Per questa ragione, La UIL e il Sindacato tutto hanno sempre mostrato grande preoccupazione nei confronti delle crescenti provocazioni squadriste negli anni’70. Pertanto, la Federazione CGIL CISL UIL è sempre scesa in campo per tutelare le idee di libertà, di democrazia e per tutelare i lavoratori, i cittadini onesti. Il Sindacato negli anni ‘70 è stato un forte presidio di democrazia, che ha combattuto aspramente la destra radicale, i terrorismi e i sovvertitori dell’ordine democratico, facendo fallire gli obiettivi che gli strateghi della tensione si erano proposti, come quello di annientare la volontà della popolazione o causare la ribellione violenta della sinistra.
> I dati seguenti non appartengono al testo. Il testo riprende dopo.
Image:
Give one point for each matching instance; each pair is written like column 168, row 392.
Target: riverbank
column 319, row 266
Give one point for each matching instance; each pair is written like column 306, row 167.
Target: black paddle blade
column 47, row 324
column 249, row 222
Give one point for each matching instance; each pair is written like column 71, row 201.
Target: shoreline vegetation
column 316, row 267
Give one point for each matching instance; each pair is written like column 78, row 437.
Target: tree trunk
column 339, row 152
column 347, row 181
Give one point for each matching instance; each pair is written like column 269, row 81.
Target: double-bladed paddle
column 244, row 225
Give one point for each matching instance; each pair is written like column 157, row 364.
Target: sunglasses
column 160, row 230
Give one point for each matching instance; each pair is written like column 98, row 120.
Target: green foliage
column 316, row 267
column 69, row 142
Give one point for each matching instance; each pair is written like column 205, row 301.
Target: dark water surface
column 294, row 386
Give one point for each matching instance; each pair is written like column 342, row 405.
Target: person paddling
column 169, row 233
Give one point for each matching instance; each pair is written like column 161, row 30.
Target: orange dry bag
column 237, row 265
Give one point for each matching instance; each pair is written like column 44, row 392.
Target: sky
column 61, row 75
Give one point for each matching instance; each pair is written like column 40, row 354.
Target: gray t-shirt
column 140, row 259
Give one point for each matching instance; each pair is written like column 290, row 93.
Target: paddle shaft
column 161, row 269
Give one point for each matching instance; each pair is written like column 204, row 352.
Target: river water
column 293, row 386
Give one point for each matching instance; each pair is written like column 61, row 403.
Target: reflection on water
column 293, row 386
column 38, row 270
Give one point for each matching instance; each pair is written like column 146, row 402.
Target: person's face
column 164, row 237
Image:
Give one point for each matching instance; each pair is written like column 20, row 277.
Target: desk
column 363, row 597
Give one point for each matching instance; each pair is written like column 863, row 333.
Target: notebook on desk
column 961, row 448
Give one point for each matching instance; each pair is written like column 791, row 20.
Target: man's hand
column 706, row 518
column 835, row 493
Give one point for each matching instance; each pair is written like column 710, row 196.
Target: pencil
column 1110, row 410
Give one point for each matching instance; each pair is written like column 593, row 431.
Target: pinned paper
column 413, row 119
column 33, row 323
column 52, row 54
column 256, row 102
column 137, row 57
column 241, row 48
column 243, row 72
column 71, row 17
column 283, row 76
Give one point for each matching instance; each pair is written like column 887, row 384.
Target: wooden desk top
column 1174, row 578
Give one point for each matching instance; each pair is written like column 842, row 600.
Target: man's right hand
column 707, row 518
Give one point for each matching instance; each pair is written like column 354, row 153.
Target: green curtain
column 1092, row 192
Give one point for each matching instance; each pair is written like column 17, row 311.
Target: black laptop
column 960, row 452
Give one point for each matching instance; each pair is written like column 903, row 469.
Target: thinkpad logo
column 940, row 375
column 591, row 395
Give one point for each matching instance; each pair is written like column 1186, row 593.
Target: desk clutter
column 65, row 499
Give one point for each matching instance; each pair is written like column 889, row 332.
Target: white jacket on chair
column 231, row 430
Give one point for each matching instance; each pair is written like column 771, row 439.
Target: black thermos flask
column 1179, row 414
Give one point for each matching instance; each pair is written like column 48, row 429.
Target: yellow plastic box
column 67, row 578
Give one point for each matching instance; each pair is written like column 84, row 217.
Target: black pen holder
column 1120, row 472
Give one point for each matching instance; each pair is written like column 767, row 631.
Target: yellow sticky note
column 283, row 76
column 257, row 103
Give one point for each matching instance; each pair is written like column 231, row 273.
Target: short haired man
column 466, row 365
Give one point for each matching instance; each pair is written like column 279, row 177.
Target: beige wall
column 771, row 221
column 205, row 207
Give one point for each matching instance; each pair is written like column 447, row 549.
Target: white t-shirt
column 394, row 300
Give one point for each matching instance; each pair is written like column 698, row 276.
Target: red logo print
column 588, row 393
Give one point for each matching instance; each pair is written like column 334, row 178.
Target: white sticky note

CGIL CSIL UIL hanno sempre avuto a cuore le libertà e le condizioni economico-sociali dei cittadini, ed ancora oggi, in chiave moderna, svolgono l’importante funzione di garanti della democrazia. Come noto, negli ultimi anni, in molti paesi d’Europa, si stanno sviluppando populismi, tendenze nazionaliste, xenofobe ed etnocentriche, spesso presentate come soluzioni per tutelare e recuperare le identità tradizionali dei Paesi. Al giorno d’oggi, la grave crisi economica che ha colpito il mondo occidentale nell’ultimo decennio, ha rafforzato queste pericolose idee. Pertanto, le idee illiberali e populiste, la crisi della democrazia, il dissesto economico globale e la globalizzazione richiedono un intervento efficace del Sindacato, o meglio la costruzione di un vero e proprio Sindacato confederale europeo e mondiale. Per garantire rispetto all’ordinamento democratico del nostro Paese e dell’Europa, per combattere i fascismi, apprestando tutela al mondo democratico ricevuto in sorte, mai come in questo momento, è forte l’esigenza di costruire un Sindacato Confederale europeo, che sappia coniugare gli interessi dei lavoratori con la visione generale del Paese.